TIBCO ComputeDB supports both GENERATED ALWAYS and GENERATED BY DEFAULT identity columns only for BIGINT and INTEGER data types. The START WITH and INCREMENT BY clauses are supported only for GENERATED BY DEFAULT identity columns.

For a GENERATED ALWAYS identity column, TIBCO ComputeDB increments the default value on every insertion, and stores the incremented value in the column. You cannot insert a value directly into a GENERATED ALWAYS identity column, and you cannot update a value in a GENERATED ALWAYS identity column. Instead, you must either specify the DEFAULT keyword when inserting data into the table or you must leave the identity column out of the insertion column list.

Consider a table with the following column definition:

create table greetings (i int generated always as identity, ch char(50)) using row;

You can insert rows into the table using either the DEFAULT keyword or by omitting the identity column from the INSERT statement:

insert into greetings values (DEFAULT, 'hello');
insert into greetings(ch) values ('hi');

The values that TIBCO ComputeDB automatically generates for a GENERATED ALWAYS identity column are unique.

For a GENERATED BY DEFAULT identity column, TIBCO ComputeDB increments and uses a default value for an INSERT only when no explicit value is given. To use the generated default value, either specify the DEFAULT keyword when inserting into the identity column or leave the identity column out of the INSERT column list.

In contrast to GENERATED ALWAYS identity columns, with a GENERATED BY DEFAULT column you can specify an identity value to use instead of the generated default value. To specify a value, include it in the INSERT statement.
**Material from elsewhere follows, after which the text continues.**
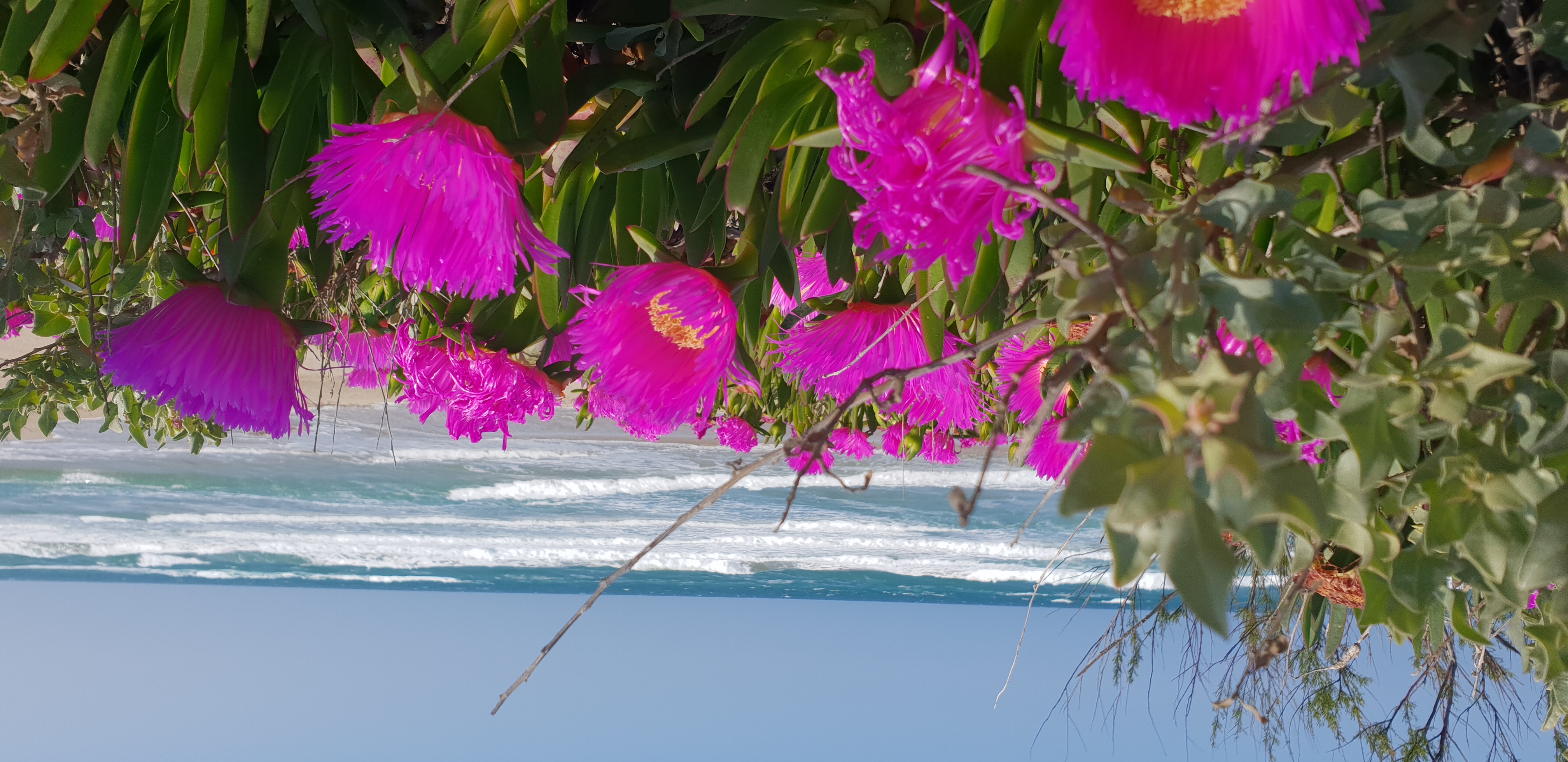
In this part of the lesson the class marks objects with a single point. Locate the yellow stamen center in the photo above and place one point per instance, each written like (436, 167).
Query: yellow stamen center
(670, 325)
(1194, 10)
For example, consider a table created using the statement:

create table greetings (i int generated by default as identity, ch char(50)); 

The following statement specifies the value “1” for the identity column:

insert into greetings values (1, 'hi'); 

These statements both use generated default values:

insert into greetings values (DEFAULT, 'hello');
insert into greetings(ch) values ('bye');

Although the automatically-generated values in a GENERATED BY DEFAULT identity column are unique, a GENERATED BY DEFAULT column does not guarantee unique identity values for all rows in the table. For example, in the above statements, the rows containing “hi” and “hello” both have an identity value of “1.” This occurs because the generated column starts at “1” and the user-specified value was also “1.”

To avoid duplicating identity values (for example, during an import operation), you can use the START WITH clause to specify the first identity value that TIBCO ComputeDB should assign and increment. Or, you can use a primary key or a unique constraint on the GENERATED BY DEFAULT identity column to check for and disallow duplicates.

By default, the initial value of a GENERATED BY DEFAULT identity column is 1, and the value is incremented by 1 for each INSERT. Use the optional START WITH clause to specify a new initial value. Use the optional INCREMENT BY clause to change the increment value used during each INSERT.